Grazing management impacts on vegetation, soil biota and soil chemical, physical and hydrological properties in tall grass prairie

This paper finds that adaptive management using multi-paddock grazing produced superior outcomes on vegetative cover and soil. In a comparison of four grazing schemes: light continuous (LC), heavy continuous (HC), multi-paddock with adaptive management (MP), ungrazed areas – exclusion (EX), the MP lots were better in almost every measure. Factors measured included soil organic matter (SOM), water infiltration rate, water volumetric percentage, cation exchange capacity, fungal/bacterial ratio, percent bare ground and standing biomass of desirable and undesirable plants.

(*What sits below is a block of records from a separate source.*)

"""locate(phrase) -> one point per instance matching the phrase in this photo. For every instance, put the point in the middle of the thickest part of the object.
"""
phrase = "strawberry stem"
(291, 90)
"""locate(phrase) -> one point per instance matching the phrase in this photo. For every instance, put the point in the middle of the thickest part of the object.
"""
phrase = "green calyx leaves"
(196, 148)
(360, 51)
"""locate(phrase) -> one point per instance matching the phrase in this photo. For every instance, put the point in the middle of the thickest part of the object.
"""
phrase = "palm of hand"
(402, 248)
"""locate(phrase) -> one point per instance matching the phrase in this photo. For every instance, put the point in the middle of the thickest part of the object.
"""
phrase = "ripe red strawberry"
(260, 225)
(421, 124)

Impacts of soil carbon sequestration on life cycle greenhouse gas emissions in Midwestern USA beef finishing systems

This paper does a greenhouse gas life cycle analysis (LCA) comparison of two grazing finishing systems in the Upper Midwest, USA: feedlot finishing and Holistic Planned Grazing, which the authors refer to as adaptive multipaddock (AMP). It finds that AMP finishing improved soil organic carbon by 3.5 tons per hectare per year. This resulted in a net negative footprint of 6.6 kg of carbon dioxide equivalence per kg of carcass-weight.